Et c'est ainsi parce que l'œuvre de pensée de Marilena Chaui, votre œuvre, Marilena, au-delà de toutes ses ramifications et de toutes ses dates, est principalement celle dans laquelle et par laquelle la femme sage s'adresse à nous comme capable de sagesse. Capable de cette sagesse que vous détenez et dont vous nous démontrez la possession à chaque instant, sans jamais diffuser d'exclusivité. La sagesse est un bien commun. Non pas parce que tout le monde en est doté, comme ce serait le cas avec le bon sens cartésien, mais parce qu'il peut être partagé ; bien communicable que tout le monde peut avoir sans tache à personne.
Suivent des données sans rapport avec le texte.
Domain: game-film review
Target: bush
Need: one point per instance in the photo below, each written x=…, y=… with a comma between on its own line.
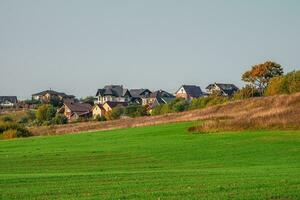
x=135, y=111
x=31, y=115
x=7, y=118
x=115, y=113
x=180, y=106
x=23, y=120
x=60, y=119
x=100, y=118
x=204, y=102
x=287, y=84
x=157, y=110
x=246, y=92
x=45, y=113
x=56, y=101
x=9, y=134
x=21, y=130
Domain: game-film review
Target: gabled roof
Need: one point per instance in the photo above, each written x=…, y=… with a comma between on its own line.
x=228, y=89
x=98, y=105
x=138, y=93
x=192, y=90
x=113, y=104
x=79, y=108
x=52, y=92
x=12, y=99
x=112, y=90
x=161, y=93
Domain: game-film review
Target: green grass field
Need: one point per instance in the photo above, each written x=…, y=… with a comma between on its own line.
x=159, y=162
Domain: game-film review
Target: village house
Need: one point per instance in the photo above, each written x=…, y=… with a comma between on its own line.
x=109, y=105
x=113, y=93
x=159, y=97
x=101, y=109
x=189, y=92
x=74, y=111
x=98, y=110
x=47, y=95
x=222, y=89
x=8, y=101
x=140, y=96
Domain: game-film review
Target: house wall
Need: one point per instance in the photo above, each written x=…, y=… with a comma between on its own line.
x=106, y=107
x=97, y=111
x=7, y=104
x=181, y=93
x=103, y=99
x=68, y=112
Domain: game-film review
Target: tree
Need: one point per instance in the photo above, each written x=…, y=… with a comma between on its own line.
x=287, y=84
x=246, y=92
x=45, y=113
x=115, y=113
x=56, y=101
x=261, y=74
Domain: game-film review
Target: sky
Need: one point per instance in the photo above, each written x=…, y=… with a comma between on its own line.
x=79, y=46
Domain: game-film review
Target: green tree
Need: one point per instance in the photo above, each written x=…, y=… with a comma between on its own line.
x=261, y=74
x=247, y=91
x=115, y=113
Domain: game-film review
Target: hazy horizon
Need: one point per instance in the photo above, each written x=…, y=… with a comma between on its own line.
x=79, y=47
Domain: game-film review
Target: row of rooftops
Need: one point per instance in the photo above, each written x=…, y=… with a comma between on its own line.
x=118, y=91
x=193, y=90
C'est quelque chose auquel nous aspirons tous et que, nous en sommes convaincus, vous avez accepté ; et sans oublier un seul instant que, comme l'enseigne Spinoza, la sagesse (et par conséquent la liberté et le bonheur) n'est atteinte à son plus haut niveau que lorsqu'elle est atteinte avec les autres, avec le plus grand nombre possible d'autres personnes.

Au moment sombre où le désir refoulé d'exclusivisme revient avec violence et donne lieu à toutes sortes de mesquineries, de préjugés et de haines ; quand les soi-disant « bons citoyens » s'imaginent que porter une arme et jouir du droit de détruire les autres est une condition du bonheur ; En ces temps, Marilena, ta leçon est un baume : la certitude que soit le bonheur et la liberté sont des biens communs et partageables, soit ce ne sont définitivement pas de vrais biens.

C'est ce qui, selon moi, constitue l'objet et surtout le sens de notre rencontre d'aujourd'hui. Célébrons Marilena Chaui : auteur d'une œuvre robuste et admirable, ainsi qu'une femme heureuse et libre, une sage au sens précis de Spinoza.

Très chère Marilena, même en sachant que "tout ce qui est magnifique est aussi difficile que rare", j'espère que nous, collègues, étudiants, amis, serons à la hauteur de l'invitation que tu nous lances à travers ton travail de pensée et ta personne. Pour l'instant, je ne peux que, en mon nom et au nom de tous ceux qui m'ont confié cette tâche difficile et digne, vous saluer et vous remercier très affectueusement. Marlène, merci beaucoup.

PS Ce texte a été lu lors de la cérémonie d'octroi à Marilena Chaui du titre de docteur honoris causa par l'Université de Brasilia, le 24 septembre 2018. Le rendre public au moment où le philosophe aura 80 ans est ma façon de lui rendre hommage, réitérant les paroles de alors.

*Homère Santiago Il est professeur au Département de philosophie de l'USP.